Капуста эта была экспертами академии испробована для готовки щей, после чего за Меллешмидтом и закрепилось звание теперь всем известное — профессор кислых щей. А Гриша Стрельников — после стремительного налета профессора в лимузине — двое суток бегал по Тырышке с дрыном и искал того «очкарика», который порушил его погреб!
Надо написать историю идола, который косо торчит из культурной травы на участке нашего Академика — идол этот был случайно найден одним из учеников Академика. Ученик этот тогда проходил самую первую ступень посвящения — носил портфель Академика и получал его белье из прачечной. Когда же он нашел идола в кювете около Нового Поселка, то сразу был допущен к завариванию утреннего чая Академика и намазыванию для него бутерброда с кабачковой икрой мелкого помола.

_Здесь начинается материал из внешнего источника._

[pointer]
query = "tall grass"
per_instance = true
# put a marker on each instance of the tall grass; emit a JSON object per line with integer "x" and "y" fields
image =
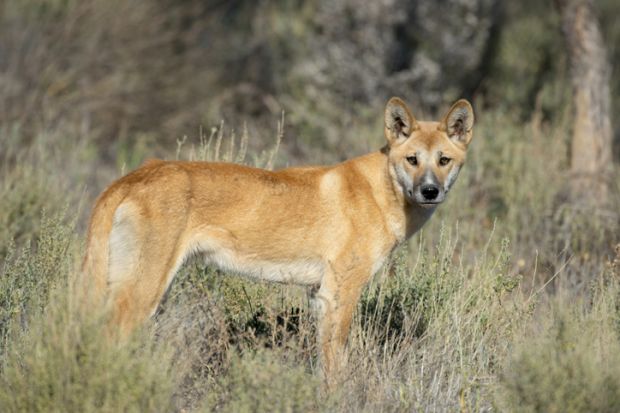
{"x": 463, "y": 318}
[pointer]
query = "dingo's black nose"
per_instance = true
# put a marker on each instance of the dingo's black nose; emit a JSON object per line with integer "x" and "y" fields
{"x": 429, "y": 192}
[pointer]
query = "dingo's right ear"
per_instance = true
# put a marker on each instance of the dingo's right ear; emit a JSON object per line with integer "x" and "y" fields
{"x": 399, "y": 122}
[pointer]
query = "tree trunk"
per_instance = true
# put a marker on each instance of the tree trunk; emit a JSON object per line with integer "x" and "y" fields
{"x": 591, "y": 149}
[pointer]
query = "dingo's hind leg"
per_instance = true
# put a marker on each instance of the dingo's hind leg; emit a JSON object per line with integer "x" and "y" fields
{"x": 144, "y": 257}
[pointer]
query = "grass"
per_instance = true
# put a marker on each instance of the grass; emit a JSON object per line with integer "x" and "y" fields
{"x": 507, "y": 300}
{"x": 461, "y": 319}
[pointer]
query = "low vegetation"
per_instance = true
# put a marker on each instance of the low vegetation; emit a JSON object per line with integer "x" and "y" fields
{"x": 508, "y": 300}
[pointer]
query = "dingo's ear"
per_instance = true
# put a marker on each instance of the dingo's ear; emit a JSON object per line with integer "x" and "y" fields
{"x": 458, "y": 122}
{"x": 399, "y": 122}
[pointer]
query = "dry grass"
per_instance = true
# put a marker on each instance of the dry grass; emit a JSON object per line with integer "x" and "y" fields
{"x": 506, "y": 301}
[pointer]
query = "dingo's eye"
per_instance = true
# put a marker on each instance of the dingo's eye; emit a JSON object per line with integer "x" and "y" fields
{"x": 444, "y": 160}
{"x": 413, "y": 160}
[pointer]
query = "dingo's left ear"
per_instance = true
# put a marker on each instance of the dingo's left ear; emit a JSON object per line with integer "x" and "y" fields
{"x": 459, "y": 121}
{"x": 399, "y": 122}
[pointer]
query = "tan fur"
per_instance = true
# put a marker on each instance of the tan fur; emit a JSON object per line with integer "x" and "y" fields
{"x": 331, "y": 227}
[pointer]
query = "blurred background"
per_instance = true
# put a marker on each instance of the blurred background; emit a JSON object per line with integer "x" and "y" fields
{"x": 129, "y": 74}
{"x": 508, "y": 300}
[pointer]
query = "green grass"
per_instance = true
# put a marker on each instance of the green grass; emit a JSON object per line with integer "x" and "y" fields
{"x": 479, "y": 311}
{"x": 507, "y": 300}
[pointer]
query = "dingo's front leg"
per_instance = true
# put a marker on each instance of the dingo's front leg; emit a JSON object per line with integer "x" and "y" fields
{"x": 337, "y": 298}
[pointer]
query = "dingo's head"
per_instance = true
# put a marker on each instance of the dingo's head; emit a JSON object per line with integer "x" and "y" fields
{"x": 425, "y": 157}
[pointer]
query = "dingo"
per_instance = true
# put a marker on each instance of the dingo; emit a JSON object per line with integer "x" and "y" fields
{"x": 330, "y": 227}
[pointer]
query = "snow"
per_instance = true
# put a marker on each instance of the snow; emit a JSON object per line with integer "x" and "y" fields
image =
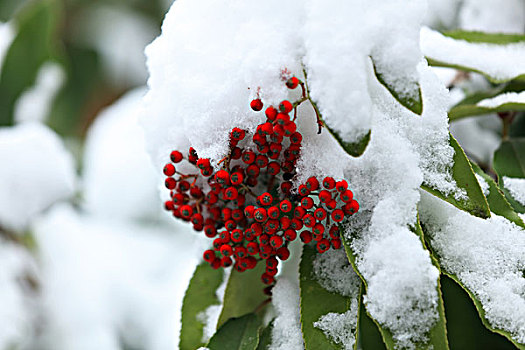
{"x": 104, "y": 282}
{"x": 119, "y": 35}
{"x": 7, "y": 34}
{"x": 516, "y": 187}
{"x": 501, "y": 62}
{"x": 35, "y": 103}
{"x": 286, "y": 331}
{"x": 487, "y": 257}
{"x": 120, "y": 181}
{"x": 493, "y": 16}
{"x": 333, "y": 271}
{"x": 341, "y": 328}
{"x": 210, "y": 62}
{"x": 17, "y": 314}
{"x": 509, "y": 97}
{"x": 38, "y": 171}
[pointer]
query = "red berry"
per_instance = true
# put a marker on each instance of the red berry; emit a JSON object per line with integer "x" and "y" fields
{"x": 169, "y": 169}
{"x": 285, "y": 106}
{"x": 292, "y": 83}
{"x": 271, "y": 113}
{"x": 176, "y": 156}
{"x": 338, "y": 215}
{"x": 256, "y": 104}
{"x": 170, "y": 183}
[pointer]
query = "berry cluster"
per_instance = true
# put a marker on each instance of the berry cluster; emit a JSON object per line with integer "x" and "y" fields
{"x": 248, "y": 205}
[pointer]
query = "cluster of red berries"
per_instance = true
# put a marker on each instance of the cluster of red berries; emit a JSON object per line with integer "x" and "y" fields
{"x": 248, "y": 206}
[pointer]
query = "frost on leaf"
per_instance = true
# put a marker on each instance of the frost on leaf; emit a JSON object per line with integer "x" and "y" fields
{"x": 487, "y": 258}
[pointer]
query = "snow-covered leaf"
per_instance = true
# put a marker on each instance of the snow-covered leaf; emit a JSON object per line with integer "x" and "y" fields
{"x": 509, "y": 161}
{"x": 499, "y": 57}
{"x": 31, "y": 47}
{"x": 265, "y": 337}
{"x": 316, "y": 302}
{"x": 462, "y": 172}
{"x": 244, "y": 293}
{"x": 411, "y": 99}
{"x": 502, "y": 103}
{"x": 496, "y": 198}
{"x": 199, "y": 296}
{"x": 237, "y": 334}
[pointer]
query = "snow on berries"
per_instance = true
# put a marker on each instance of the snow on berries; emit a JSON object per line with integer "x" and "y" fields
{"x": 245, "y": 202}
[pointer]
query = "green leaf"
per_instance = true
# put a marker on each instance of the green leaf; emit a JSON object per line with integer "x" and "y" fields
{"x": 316, "y": 301}
{"x": 244, "y": 293}
{"x": 463, "y": 111}
{"x": 483, "y": 37}
{"x": 240, "y": 333}
{"x": 438, "y": 333}
{"x": 465, "y": 329}
{"x": 476, "y": 302}
{"x": 265, "y": 337}
{"x": 476, "y": 203}
{"x": 411, "y": 100}
{"x": 509, "y": 158}
{"x": 355, "y": 149}
{"x": 497, "y": 202}
{"x": 33, "y": 45}
{"x": 199, "y": 296}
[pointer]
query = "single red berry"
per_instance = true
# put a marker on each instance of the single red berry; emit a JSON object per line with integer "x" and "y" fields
{"x": 248, "y": 157}
{"x": 283, "y": 253}
{"x": 276, "y": 242}
{"x": 260, "y": 215}
{"x": 265, "y": 199}
{"x": 307, "y": 202}
{"x": 306, "y": 237}
{"x": 256, "y": 104}
{"x": 338, "y": 215}
{"x": 347, "y": 196}
{"x": 285, "y": 106}
{"x": 325, "y": 196}
{"x": 170, "y": 183}
{"x": 271, "y": 113}
{"x": 209, "y": 255}
{"x": 290, "y": 235}
{"x": 292, "y": 83}
{"x": 168, "y": 205}
{"x": 176, "y": 156}
{"x": 309, "y": 220}
{"x": 273, "y": 212}
{"x": 169, "y": 169}
{"x": 323, "y": 245}
{"x": 203, "y": 163}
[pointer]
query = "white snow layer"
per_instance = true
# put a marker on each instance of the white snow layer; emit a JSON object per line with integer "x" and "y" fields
{"x": 487, "y": 257}
{"x": 509, "y": 97}
{"x": 501, "y": 62}
{"x": 516, "y": 187}
{"x": 105, "y": 282}
{"x": 493, "y": 16}
{"x": 37, "y": 171}
{"x": 119, "y": 179}
{"x": 17, "y": 311}
{"x": 213, "y": 58}
{"x": 286, "y": 331}
{"x": 35, "y": 103}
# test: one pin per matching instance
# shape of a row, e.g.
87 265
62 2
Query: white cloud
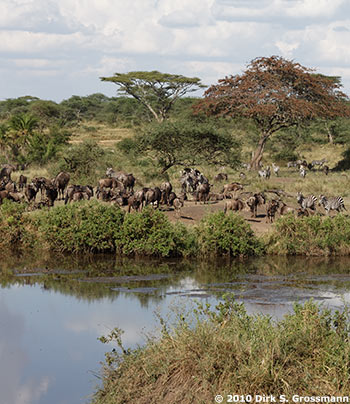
67 40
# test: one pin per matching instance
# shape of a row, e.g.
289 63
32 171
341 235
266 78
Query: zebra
275 169
306 202
318 162
335 203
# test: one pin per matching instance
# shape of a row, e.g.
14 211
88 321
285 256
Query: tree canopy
185 144
154 90
275 93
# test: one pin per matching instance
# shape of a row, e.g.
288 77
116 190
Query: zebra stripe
335 203
306 202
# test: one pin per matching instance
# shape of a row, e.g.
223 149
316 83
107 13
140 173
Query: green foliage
224 349
220 234
81 227
156 91
16 228
150 233
86 162
186 143
312 235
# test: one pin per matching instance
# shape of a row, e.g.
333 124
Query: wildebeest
271 210
60 182
6 171
254 201
86 191
22 182
128 180
165 189
30 192
234 205
202 193
234 186
285 209
220 177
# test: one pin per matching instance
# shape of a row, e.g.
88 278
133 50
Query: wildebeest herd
118 188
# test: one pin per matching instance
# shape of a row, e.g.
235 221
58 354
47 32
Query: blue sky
53 49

Надо сказать, что идол этот так во всех справочниках и значится — «случайная находка». И вот какой случай тут имел место: ехал грузовик, вез реквизит для съемок фильма «Половчаночка моя». Реквизит делали добротный, из природного материала, сделали и идола каменного.
Вот он из кузова-то и выпал на кочке.
И что самое удивительное — консультантом фильма о роковой половчаночке значится наш Академик.
Вот уж действительно — Севастьян не узнал своих крестьян!